DANIEL DEFOE
Robinson Crusoé (1719)
Robinson Crusoé (1719)
Robinson Crusoé est un roman d'aventures anglais de Daniel Defoe (1660-1731), publié en 1719. L'histoire, qui s'inspire librement de la vie d'Alexander Selkirk, est racontée à la première personne. Elle se déroule sur une île déserte à l’embouchure de l’Orénoque, près des côtes vénézuéliennes, où Robinson, après avoir fait naufrage, y vivra pendant vingt-huit ans. Au cours de son séjour, il rencontre un « sauvage » qu’il nomme Vendredi, et les deux compagnons passeront plusieurs années ensemble avant de quitter l’île.
Le roman raconte la survie d’un naufragé sur une île déserte, où il doit inventer des solutions techniques pour subvenir à ses besoins. Robinson Crusoé, le personnage principal, incarne l’ingéniosité humaine. Face à l’adversité et à l’isolement, il utilise ses compétences pratiques et sa créativité pour survivre. L’un des aspects clés du roman est sa manière d’adapter l’environnement à ses besoins, en utilisant les ressources naturelles pour construire des abris, fabriquer des outils, cultiver des récoltes et dompter la nature pour y vivre.
Ces actions d'ingénierie improvisée, bien que non présentées sous forme technique, illustrent des principes d'ingénierie appliquée à la survie. De façon plus large, le roman aborde les thèmes de la maîtrise de la nature, de la création de solutions face à des problèmes complexes, et de la transformation du monde naturel en quelque chose de plus utile et familier, des concepts essentiels à l’ingénierie. Il met en lumière l'esprit d'un ingénieur, qui, par réflexion et innovation, transforme les défis en opportunités.
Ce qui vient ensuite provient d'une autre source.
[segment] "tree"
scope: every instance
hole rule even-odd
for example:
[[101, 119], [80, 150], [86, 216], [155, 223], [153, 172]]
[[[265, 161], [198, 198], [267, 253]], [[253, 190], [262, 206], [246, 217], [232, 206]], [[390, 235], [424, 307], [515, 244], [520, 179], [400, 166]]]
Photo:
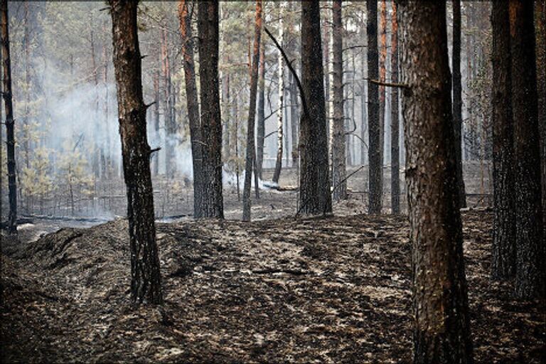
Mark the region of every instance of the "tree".
[[466, 207], [466, 194], [463, 179], [463, 159], [461, 128], [463, 125], [463, 98], [461, 76], [461, 0], [453, 0], [453, 127], [455, 129], [455, 158], [457, 161], [457, 184], [459, 205]]
[[545, 249], [540, 194], [537, 77], [532, 1], [510, 1], [512, 110], [515, 166], [515, 293], [541, 296], [545, 289]]
[[510, 278], [515, 273], [514, 220], [513, 122], [508, 1], [493, 3], [493, 183], [494, 222], [491, 276]]
[[[284, 28], [282, 22], [283, 8], [284, 2], [281, 1], [279, 7], [279, 41], [281, 46], [282, 46], [284, 38]], [[281, 176], [281, 169], [282, 168], [282, 138], [284, 134], [282, 120], [284, 111], [284, 65], [280, 50], [277, 58], [277, 64], [279, 67], [279, 109], [277, 112], [277, 160], [275, 161], [275, 170], [273, 172], [273, 182], [275, 183], [279, 183], [279, 178]]]
[[250, 101], [247, 126], [247, 155], [245, 160], [245, 185], [242, 191], [242, 220], [250, 221], [250, 184], [252, 166], [256, 158], [254, 149], [254, 124], [256, 117], [256, 92], [258, 88], [259, 43], [262, 36], [262, 0], [256, 1], [256, 21], [254, 31], [254, 48], [250, 77]]
[[8, 215], [8, 232], [17, 233], [17, 183], [16, 181], [15, 168], [15, 135], [14, 119], [13, 93], [11, 92], [11, 59], [9, 45], [9, 17], [8, 16], [8, 1], [0, 1], [1, 11], [1, 46], [2, 60], [4, 62], [4, 84], [2, 95], [6, 107], [6, 144], [7, 145], [8, 164], [8, 191], [9, 200], [9, 213]]
[[416, 363], [472, 362], [445, 6], [398, 2]]
[[302, 1], [299, 211], [307, 215], [332, 212], [321, 41], [318, 2]]
[[[398, 82], [398, 22], [396, 3], [392, 1], [391, 50], [391, 80]], [[390, 94], [390, 203], [391, 212], [400, 212], [400, 123], [398, 121], [398, 88], [393, 87]]]
[[[189, 4], [188, 4], [189, 3]], [[199, 100], [196, 85], [196, 65], [193, 58], [193, 36], [191, 28], [191, 17], [196, 4], [193, 1], [181, 0], [178, 4], [180, 33], [182, 36], [182, 56], [186, 82], [186, 101], [188, 107], [188, 119], [190, 124], [192, 165], [193, 167], [193, 216], [202, 217], [201, 210], [204, 198], [202, 173], [201, 127], [199, 121]]]
[[341, 21], [341, 0], [334, 0], [332, 6], [332, 89], [333, 118], [332, 127], [332, 186], [333, 199], [347, 198], [345, 167], [345, 115], [343, 114], [343, 26]]
[[199, 1], [197, 28], [201, 101], [202, 215], [224, 218], [222, 191], [222, 122], [218, 82], [218, 1]]
[[123, 173], [131, 243], [131, 299], [161, 304], [161, 279], [156, 243], [151, 149], [146, 134], [136, 1], [110, 0], [114, 68], [117, 86]]
[[[375, 0], [366, 2], [368, 18], [368, 77], [378, 80], [379, 77], [379, 55], [378, 54], [378, 3]], [[381, 213], [382, 168], [381, 139], [379, 124], [379, 89], [378, 85], [368, 85], [368, 213]]]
Je reconnus d’abord que le lieu où j’étais n’était pas convenable pour mon établissement. Particulièrement, parce que c’était un terrain bas et marécageux, proche de la mer, que je croyais ne pas devoir être sain, et plus particulièrement encore parce qu’il n’y avait point d’eau douce près de là. Je me déterminai donc à chercher un coin de terre plus favorable.
Je devais considérer plusieurs choses dans le choix de ce site : 1° la salubrité, et l’eau douce dont je parlais tout à l’heure ; 2° l’abri contre la chaleur du soleil ; 3° la protection contre toutes créatures rapaces, hommes ou bêtes ; 4° la vue de la mer, afin que si Dieu envoyait quelque bâtiment dans ces parages, je pusse en profiter pour ma délivrance ; car je ne voulais point encore en bannir l’espoir de mon cœur.
En cherchant un lieu qui réunît tous ces avantages, je trouvai une petite plaine située au pied d’une colline dont le flanc, regardant cette esplanade, s’élevait à pic comme la façade d’une maison, de sorte que rien ne pouvait venir à moi de haut en bas. Sur le devant de ce rocher, il y avait un enfoncement qui ressemblait à l’entrée ou à la porte d’une cave ; mais il n’existait réellement aucune caverne ni aucun chemin souterrain.
Ce fut sur cette pelouse, juste devant cette cavité, que je résolus de m’établir. La plaine n’avait pas plus de cent verges de largeur sur une longueur double, et formait devant ma porte un boulingrin qui s’en allait mourir sur la plage en pente douce et irrégulière. Cette situation était au Nord-Nord-Ouest de la colline, de manière que chaque jour j’étais à l’abri de la chaleur, jusqu’à ce que le soleil déclinât à l’Ouest quart Sud, ou environ ; mais, alors, dans ces climats, il n’est pas éloigné de son coucher. Avant de dresser ma tente, je traçai devant le creux du rocher un demi-cercle dont le rayon avait environ dix verges à partir du roc, et le diamètre vingt verges depuis un bout jusqu’à l’autre.
Je plantai dans ce demi-cercle deux rangées de gros pieux que j’enfonçai en terre jusqu’à ce qu’ils fussent solides comme des pilotis. Leur gros bout, taillé en pointe, s’élevait hors de terre à la hauteur de cinq pieds et demi ; entre les deux rangs il n’y avait pas plus de dix pouces d’intervalle.
Je pris ensuite les morceaux de câbles que j’avais coupés à bord du vaisseau, et je les posai les uns sur les autres, dans l’entre-deux de la double palissade, jusqu’à son sommet. Puis, en dedans du demi-cercle, j’ajoutai d’autres pieux d’environ deux pieds et demi, s’appuyant contre les premiers et leur servant de contrefiches.
Cet ouvrage était si fort que ni homme ni bête n’aurait pu le forcer ni le franchir. Il me coûta beaucoup de temps et de travail, surtout pour couper les pieux dans les bois, les porter à pied d’œuvre et les enfoncer en terre.